Should you encounter the problem that after the Firmware update, you are immediately logged out automatically after you signed in to the web interface, delete your browser cache and restart the server (cut power completely to also restart iDRAC6). One of those did the trick. Tried them simultaneously, so not sure which one it was.

3 Installing an OS

From there on I continued to install an OS. I used the remote management to mount a virtual media in form of an ubuntu server iso file.

3.1 Enabling SATA Ports

I wanted to install an operating system onto a hard drive which was connected to one of the internal SATA ports. Unfortunately, the drive didn’t show up as a target for the installation. As it turned out, the respective SATA port was disabled in the system setup menu. This menu can be accessed at boot time by pressing F2, as shown in the image below.

Accessing the System Setup menu at boot time through iDRAC6.

This will lead to another menu where you can select the “SATA Settings,” which should then show a screen similar to this one:

SATA settings in a PowerEdge R210 II’s system setup.

The new hard drive I wanted to use was connected to Port A but before entering this menu, Port A was disabled. Simply changing the state of the port from “Off” to “Auto” resolved the problem for me. After doing a reboot, the disk showed up in the operating system’s installer.

3.2 Using Virtual Media

When using Virtual Media, there’s no need to flash a new operating system onto a USB stick. You can simply load the new OS from your personal computer onto the server using the network connection. To do that, open the Virtual Media window from the remote desktop window. Click the button labeled “Add Image” to select an .iso file from your local hard drive and don’t forget to tick the “Mapped”-checkbox to make the file available to the server at boot time. Keep the window open during install.

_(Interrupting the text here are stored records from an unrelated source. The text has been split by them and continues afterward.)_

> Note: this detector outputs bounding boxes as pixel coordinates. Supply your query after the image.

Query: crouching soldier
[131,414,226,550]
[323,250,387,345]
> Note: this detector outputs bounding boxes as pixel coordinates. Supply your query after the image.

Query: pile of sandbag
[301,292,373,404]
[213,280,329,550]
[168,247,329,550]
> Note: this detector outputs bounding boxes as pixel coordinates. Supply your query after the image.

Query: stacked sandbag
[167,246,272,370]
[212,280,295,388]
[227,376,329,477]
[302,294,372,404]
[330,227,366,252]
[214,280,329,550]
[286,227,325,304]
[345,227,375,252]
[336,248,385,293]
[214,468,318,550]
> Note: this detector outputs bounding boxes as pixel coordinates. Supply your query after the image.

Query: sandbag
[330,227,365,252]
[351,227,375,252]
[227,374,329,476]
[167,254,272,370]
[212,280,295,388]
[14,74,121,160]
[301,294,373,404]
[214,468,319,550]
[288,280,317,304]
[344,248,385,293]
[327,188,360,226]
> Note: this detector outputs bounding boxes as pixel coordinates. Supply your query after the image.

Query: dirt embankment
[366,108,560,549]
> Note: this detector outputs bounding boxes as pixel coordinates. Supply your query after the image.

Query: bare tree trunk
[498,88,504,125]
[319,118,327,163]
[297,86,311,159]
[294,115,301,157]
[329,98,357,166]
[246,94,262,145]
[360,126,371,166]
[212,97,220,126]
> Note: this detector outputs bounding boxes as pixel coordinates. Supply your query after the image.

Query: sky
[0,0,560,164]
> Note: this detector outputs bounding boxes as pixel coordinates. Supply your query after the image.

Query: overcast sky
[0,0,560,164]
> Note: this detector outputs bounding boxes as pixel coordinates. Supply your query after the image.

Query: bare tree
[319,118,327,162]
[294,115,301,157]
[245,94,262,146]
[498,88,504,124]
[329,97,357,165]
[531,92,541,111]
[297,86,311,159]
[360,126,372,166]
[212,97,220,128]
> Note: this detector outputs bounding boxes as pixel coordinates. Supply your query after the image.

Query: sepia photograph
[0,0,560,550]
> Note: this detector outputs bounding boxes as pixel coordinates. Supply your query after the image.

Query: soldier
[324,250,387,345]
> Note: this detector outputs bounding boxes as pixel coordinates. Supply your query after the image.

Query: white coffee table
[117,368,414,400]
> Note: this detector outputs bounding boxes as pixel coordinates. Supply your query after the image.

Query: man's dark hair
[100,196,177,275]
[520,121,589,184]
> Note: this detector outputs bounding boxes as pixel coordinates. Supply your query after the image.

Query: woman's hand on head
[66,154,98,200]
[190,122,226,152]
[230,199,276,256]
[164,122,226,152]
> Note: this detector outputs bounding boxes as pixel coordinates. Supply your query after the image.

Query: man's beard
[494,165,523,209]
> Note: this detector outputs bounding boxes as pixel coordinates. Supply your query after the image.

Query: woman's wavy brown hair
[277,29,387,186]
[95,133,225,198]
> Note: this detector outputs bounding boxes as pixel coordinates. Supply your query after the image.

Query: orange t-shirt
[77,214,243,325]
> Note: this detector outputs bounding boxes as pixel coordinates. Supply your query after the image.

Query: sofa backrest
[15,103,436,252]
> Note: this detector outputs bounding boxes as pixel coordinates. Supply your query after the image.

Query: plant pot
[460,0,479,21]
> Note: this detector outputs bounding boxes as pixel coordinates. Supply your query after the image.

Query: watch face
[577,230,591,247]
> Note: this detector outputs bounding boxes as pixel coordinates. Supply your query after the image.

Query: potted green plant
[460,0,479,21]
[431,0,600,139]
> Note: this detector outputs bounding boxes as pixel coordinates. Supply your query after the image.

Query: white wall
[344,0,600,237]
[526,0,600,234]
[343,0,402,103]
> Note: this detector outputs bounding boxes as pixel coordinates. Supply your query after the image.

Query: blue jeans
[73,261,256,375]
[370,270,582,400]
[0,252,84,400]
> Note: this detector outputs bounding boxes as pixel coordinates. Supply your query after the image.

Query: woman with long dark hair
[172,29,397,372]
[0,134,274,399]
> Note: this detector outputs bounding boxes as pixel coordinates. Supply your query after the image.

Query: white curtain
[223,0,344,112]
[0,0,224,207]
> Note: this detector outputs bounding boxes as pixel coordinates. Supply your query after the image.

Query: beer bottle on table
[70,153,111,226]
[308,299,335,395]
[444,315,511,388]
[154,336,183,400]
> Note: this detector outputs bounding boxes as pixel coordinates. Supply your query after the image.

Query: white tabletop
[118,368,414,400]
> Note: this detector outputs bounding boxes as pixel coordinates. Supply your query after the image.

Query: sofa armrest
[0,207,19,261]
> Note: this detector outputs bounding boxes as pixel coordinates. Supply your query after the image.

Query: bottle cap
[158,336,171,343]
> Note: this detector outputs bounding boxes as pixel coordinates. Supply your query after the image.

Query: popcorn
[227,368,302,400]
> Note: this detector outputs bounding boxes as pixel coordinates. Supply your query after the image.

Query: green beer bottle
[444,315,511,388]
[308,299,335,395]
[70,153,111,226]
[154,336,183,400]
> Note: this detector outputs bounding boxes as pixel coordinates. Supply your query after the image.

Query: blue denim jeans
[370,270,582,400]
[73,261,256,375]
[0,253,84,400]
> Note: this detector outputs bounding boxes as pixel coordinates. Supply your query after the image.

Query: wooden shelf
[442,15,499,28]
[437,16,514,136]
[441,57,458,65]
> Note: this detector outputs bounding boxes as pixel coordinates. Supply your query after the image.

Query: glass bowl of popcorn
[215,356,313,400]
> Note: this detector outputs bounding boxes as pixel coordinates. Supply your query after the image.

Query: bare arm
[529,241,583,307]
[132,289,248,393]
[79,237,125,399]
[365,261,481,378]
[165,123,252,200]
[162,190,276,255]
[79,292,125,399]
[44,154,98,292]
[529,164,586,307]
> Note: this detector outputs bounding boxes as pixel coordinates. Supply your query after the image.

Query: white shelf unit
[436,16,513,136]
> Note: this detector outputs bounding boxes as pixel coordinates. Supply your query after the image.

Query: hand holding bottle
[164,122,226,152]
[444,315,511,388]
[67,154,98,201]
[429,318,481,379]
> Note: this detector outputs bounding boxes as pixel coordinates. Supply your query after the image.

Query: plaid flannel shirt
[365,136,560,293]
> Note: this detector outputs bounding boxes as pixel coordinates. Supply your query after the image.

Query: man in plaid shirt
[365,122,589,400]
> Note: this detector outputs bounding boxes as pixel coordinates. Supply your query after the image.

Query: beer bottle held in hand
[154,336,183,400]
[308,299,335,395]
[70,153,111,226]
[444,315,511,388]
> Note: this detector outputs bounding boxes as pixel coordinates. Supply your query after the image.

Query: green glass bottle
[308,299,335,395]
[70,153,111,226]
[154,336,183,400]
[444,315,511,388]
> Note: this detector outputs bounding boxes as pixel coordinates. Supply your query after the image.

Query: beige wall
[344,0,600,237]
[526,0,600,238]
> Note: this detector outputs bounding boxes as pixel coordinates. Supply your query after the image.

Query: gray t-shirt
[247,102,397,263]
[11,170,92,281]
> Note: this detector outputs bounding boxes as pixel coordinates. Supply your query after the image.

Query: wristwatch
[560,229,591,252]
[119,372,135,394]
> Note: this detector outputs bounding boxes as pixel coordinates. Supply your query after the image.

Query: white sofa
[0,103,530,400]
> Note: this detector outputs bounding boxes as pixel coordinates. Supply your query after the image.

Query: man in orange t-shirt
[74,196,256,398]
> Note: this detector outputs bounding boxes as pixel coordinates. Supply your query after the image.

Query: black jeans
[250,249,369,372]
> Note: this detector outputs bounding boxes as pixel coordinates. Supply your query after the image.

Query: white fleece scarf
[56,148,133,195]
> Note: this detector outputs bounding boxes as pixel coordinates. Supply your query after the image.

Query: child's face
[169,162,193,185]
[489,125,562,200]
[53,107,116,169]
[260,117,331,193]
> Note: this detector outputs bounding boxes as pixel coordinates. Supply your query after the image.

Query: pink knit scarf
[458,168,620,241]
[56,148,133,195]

Virtual Media usage for installing an operating system. Notice that the amount of data read from the image is shown in the table in the lower part of the window and that it updates while the OS is installed.

For the server to read from the virtual media can be pretty slow. When you think your server is hanging, just have a look at the amount of data read from the virtual media. You’ll then probably see that the server is still reading data - very very slowly.

A more detailed explanation on the process of using virtual media can be found here.

3.3 Remaining Setup

The remaining setup worked without problems and there are plenty of tutorials online on how to proceed from here.